Jobs to be Done? It's All About Substitutes

When thinking about who your real competition is, it is helpful to step back and think broadly about all the different ways that the problem you're addressing can be solved. Clay Christensen and his disciples have come up with a framework - Jobs to be Done - and are trying to create a movement around this concept to help understand the competitive environment and how to refine products. They've even created their own hashtag - #JTBD - on Twitter to engage others in the conversation. But is it really that new?

To me, this is just a reformulation of the economics concept of a substitute (let's skip the math for now). The challenge for people in technology is that they tend to consider only perfect substitutes - competition that looks, smells and tastes like them - instead of stepping back and considering gross (or net) substitutes. To me, that's all this "jobs to be done" stuff is about - what are other ways that people are going about solving their problems?

A good example of this is when I was at a client discussing the merit of spending marketing dollars to promote a marquee feature of a product - photo sharing - that no one was using. When I asked the product manager who the competition was for this feature, he immediately started listing all the products in their space - little black boxes that were networked-enabled and had storage options.

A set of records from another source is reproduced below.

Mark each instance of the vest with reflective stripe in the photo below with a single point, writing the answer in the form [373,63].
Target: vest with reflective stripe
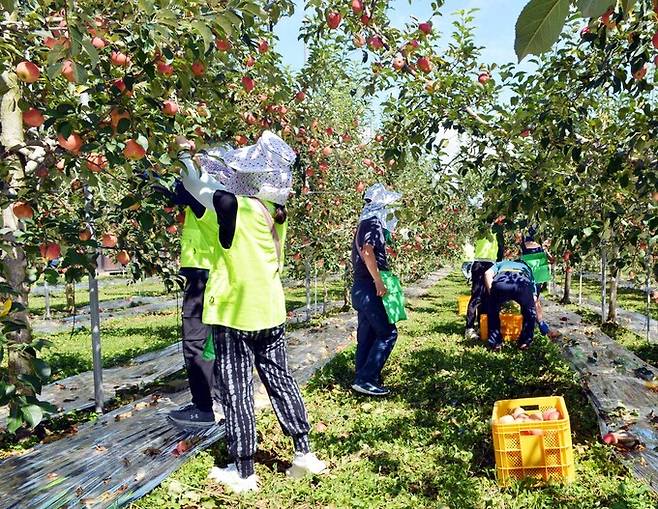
[486,249]
[199,240]
[244,289]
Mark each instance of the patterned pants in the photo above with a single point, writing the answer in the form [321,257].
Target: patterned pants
[238,352]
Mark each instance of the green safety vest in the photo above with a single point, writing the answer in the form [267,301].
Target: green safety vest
[486,249]
[244,290]
[540,266]
[199,240]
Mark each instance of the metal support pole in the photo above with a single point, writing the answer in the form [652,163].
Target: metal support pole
[94,314]
[604,282]
[648,291]
[307,269]
[46,296]
[96,341]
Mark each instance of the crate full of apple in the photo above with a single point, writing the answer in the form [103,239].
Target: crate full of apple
[532,439]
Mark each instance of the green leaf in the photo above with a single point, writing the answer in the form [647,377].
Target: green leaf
[91,51]
[32,414]
[41,368]
[8,5]
[627,6]
[539,26]
[204,32]
[594,8]
[79,73]
[13,423]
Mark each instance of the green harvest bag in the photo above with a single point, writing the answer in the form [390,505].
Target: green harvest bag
[538,263]
[394,298]
[208,349]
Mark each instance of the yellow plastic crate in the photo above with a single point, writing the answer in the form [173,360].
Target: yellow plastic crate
[510,326]
[538,450]
[462,304]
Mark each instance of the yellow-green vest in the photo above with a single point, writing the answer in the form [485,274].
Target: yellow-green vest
[486,248]
[199,240]
[244,289]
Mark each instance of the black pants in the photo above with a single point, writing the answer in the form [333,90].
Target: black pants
[514,286]
[200,373]
[237,353]
[478,293]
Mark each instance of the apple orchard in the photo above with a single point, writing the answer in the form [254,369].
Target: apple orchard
[95,95]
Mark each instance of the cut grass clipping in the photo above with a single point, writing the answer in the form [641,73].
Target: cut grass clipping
[429,444]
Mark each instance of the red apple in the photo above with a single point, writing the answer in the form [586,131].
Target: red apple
[248,83]
[169,108]
[123,257]
[165,69]
[223,44]
[33,117]
[359,40]
[96,163]
[84,235]
[133,150]
[263,46]
[98,42]
[198,69]
[334,19]
[109,240]
[424,64]
[50,250]
[51,42]
[68,70]
[22,210]
[425,27]
[640,73]
[116,116]
[376,42]
[28,72]
[72,143]
[120,59]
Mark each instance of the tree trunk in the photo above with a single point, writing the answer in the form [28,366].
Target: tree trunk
[566,296]
[69,292]
[14,262]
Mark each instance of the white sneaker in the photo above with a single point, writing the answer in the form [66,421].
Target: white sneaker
[471,335]
[230,478]
[304,464]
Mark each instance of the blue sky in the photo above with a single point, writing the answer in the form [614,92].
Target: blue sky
[494,22]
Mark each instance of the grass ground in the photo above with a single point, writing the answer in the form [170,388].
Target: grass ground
[629,299]
[127,337]
[428,445]
[109,289]
[648,352]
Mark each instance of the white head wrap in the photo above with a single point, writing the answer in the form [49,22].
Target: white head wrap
[262,170]
[378,200]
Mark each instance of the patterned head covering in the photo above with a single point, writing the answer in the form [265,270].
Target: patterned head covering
[378,204]
[262,170]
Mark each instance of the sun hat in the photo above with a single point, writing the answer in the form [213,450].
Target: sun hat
[262,170]
[378,205]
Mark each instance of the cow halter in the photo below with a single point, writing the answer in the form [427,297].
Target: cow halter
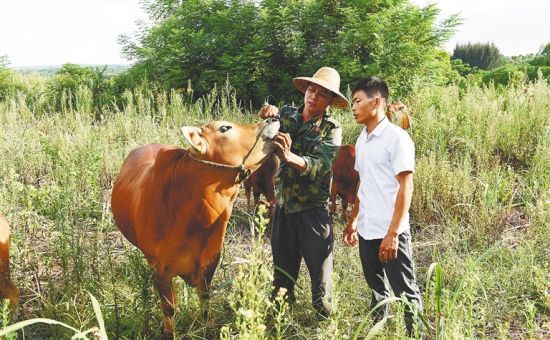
[242,171]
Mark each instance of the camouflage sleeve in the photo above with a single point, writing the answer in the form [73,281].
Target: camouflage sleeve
[287,123]
[319,162]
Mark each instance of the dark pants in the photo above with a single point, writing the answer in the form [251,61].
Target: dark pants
[305,235]
[400,274]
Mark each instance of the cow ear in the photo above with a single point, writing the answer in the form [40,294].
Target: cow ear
[192,134]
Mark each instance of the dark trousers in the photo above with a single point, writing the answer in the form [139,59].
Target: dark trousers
[306,235]
[400,274]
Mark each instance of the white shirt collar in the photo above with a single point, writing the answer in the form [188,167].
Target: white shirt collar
[378,129]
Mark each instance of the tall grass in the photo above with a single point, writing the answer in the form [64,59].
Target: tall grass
[480,210]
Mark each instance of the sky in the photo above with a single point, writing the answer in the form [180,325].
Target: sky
[514,26]
[54,32]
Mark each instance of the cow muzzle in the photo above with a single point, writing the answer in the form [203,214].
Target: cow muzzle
[270,128]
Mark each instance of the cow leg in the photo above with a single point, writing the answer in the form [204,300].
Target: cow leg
[332,200]
[163,284]
[256,197]
[247,192]
[345,210]
[202,282]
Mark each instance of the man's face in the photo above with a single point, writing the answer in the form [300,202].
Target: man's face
[365,108]
[317,99]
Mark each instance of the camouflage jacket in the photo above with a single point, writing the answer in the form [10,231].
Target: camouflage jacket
[317,141]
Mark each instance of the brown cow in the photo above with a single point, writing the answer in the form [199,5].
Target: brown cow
[344,179]
[174,204]
[262,182]
[7,289]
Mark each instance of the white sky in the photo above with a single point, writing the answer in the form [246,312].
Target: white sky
[515,26]
[53,32]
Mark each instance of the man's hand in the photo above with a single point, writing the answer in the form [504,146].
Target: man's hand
[388,247]
[350,235]
[282,143]
[268,111]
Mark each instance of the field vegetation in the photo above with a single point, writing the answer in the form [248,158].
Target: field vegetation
[480,219]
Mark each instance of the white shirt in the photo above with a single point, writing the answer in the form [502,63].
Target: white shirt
[379,157]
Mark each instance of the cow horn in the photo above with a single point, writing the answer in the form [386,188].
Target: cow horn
[192,134]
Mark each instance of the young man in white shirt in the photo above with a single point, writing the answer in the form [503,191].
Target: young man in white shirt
[380,217]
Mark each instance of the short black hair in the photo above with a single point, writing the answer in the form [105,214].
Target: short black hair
[372,85]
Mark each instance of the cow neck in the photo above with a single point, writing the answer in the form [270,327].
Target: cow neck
[242,171]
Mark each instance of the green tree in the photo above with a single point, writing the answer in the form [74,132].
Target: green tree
[64,86]
[481,55]
[260,45]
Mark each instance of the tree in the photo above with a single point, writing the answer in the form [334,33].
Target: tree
[259,46]
[481,55]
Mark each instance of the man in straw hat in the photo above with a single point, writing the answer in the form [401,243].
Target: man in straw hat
[307,145]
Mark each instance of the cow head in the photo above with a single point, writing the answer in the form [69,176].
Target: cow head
[232,144]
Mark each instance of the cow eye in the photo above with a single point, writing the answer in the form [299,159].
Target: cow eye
[225,128]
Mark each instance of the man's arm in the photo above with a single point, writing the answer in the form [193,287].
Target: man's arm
[350,232]
[390,243]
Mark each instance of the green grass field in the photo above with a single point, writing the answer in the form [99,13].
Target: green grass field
[480,223]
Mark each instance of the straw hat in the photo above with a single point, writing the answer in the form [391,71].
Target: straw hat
[328,78]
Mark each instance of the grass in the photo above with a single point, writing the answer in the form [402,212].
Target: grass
[480,212]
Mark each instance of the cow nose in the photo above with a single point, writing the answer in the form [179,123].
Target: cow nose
[271,128]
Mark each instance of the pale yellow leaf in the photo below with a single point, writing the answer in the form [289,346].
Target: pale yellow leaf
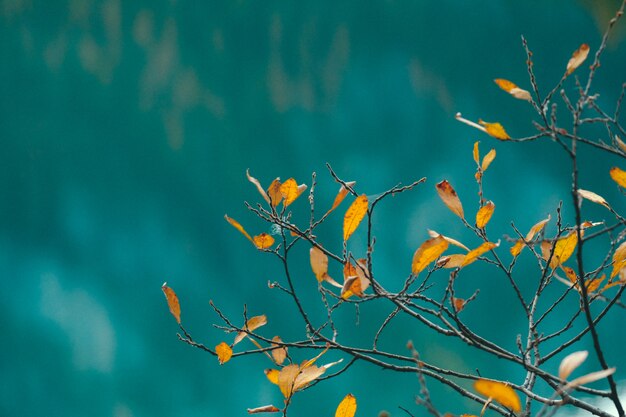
[172,301]
[499,392]
[427,253]
[347,407]
[571,362]
[450,198]
[257,185]
[354,215]
[224,352]
[484,214]
[578,57]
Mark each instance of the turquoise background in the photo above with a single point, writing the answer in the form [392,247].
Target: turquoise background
[126,131]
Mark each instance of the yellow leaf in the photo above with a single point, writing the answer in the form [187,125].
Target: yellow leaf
[488,159]
[354,215]
[265,409]
[500,392]
[484,214]
[578,57]
[258,186]
[279,354]
[450,197]
[619,176]
[571,362]
[274,192]
[290,190]
[427,253]
[239,227]
[495,129]
[475,253]
[272,375]
[343,192]
[593,197]
[224,352]
[476,152]
[251,325]
[347,407]
[263,241]
[513,89]
[172,301]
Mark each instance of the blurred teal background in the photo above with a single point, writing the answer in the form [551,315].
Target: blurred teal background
[126,130]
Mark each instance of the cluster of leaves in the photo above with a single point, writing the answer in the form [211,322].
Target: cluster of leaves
[559,258]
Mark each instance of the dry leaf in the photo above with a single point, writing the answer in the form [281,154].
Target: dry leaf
[172,301]
[354,215]
[252,324]
[495,130]
[264,409]
[484,214]
[347,407]
[619,176]
[258,186]
[239,227]
[571,362]
[450,197]
[224,352]
[578,57]
[263,241]
[427,253]
[500,392]
[279,354]
[593,197]
[488,159]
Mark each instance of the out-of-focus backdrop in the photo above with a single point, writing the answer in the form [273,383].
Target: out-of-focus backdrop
[126,130]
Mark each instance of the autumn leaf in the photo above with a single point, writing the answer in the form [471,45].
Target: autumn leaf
[263,241]
[252,324]
[513,89]
[224,352]
[347,407]
[495,129]
[578,57]
[450,198]
[264,409]
[172,301]
[484,214]
[619,176]
[354,215]
[500,392]
[427,253]
[258,186]
[280,353]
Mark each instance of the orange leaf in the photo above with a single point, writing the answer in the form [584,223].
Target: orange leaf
[354,215]
[224,352]
[578,57]
[252,324]
[264,409]
[619,176]
[427,253]
[484,214]
[495,129]
[450,197]
[499,392]
[263,241]
[239,227]
[172,301]
[347,407]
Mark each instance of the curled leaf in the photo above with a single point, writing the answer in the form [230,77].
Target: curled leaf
[224,352]
[578,57]
[500,392]
[172,301]
[354,215]
[450,198]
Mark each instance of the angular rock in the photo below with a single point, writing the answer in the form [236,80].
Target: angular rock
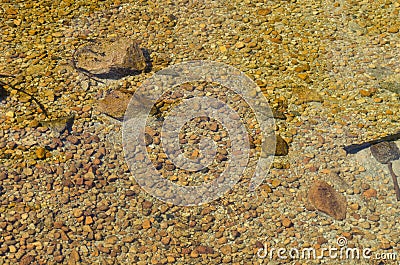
[115,104]
[109,59]
[59,125]
[305,95]
[281,146]
[326,199]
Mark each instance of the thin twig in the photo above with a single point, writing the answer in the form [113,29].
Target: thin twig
[3,84]
[395,183]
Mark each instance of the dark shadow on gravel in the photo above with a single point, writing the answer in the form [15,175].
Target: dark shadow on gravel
[3,92]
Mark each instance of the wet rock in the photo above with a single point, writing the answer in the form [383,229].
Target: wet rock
[305,95]
[326,199]
[115,104]
[109,59]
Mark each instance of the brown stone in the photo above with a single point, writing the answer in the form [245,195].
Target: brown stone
[282,147]
[115,104]
[370,193]
[305,95]
[40,152]
[264,11]
[204,250]
[26,260]
[286,222]
[325,198]
[111,57]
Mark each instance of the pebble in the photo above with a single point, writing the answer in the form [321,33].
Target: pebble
[323,98]
[324,198]
[40,152]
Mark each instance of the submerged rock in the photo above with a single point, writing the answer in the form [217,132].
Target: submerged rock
[326,199]
[111,59]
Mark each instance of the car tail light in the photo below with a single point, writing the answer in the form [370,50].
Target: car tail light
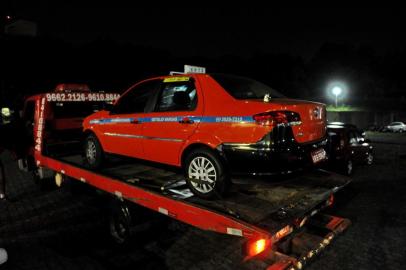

The real answer was Facebook and Instagram (and now Google, Apple and Dropbox, among others). The product manager didn't step back to understand what are the real alternatives (the substitutes) for the act of storing and sharing photos with others rather than just other consumer electronics that have some photo sharing capabilities (or not).

No amount of "marketing" to promote this feature would have helped. Consumers already left this feature behind, which is why there was no adoption.

So, as a product manager, it is important to understand not only what a feature does, but also why it should exist and how it solves a problem in a way that's better than what they do today in general. Step out of your own space and look around. And if you need the #JTBD framework to help you, that's fine. You should be thinking that way anyway.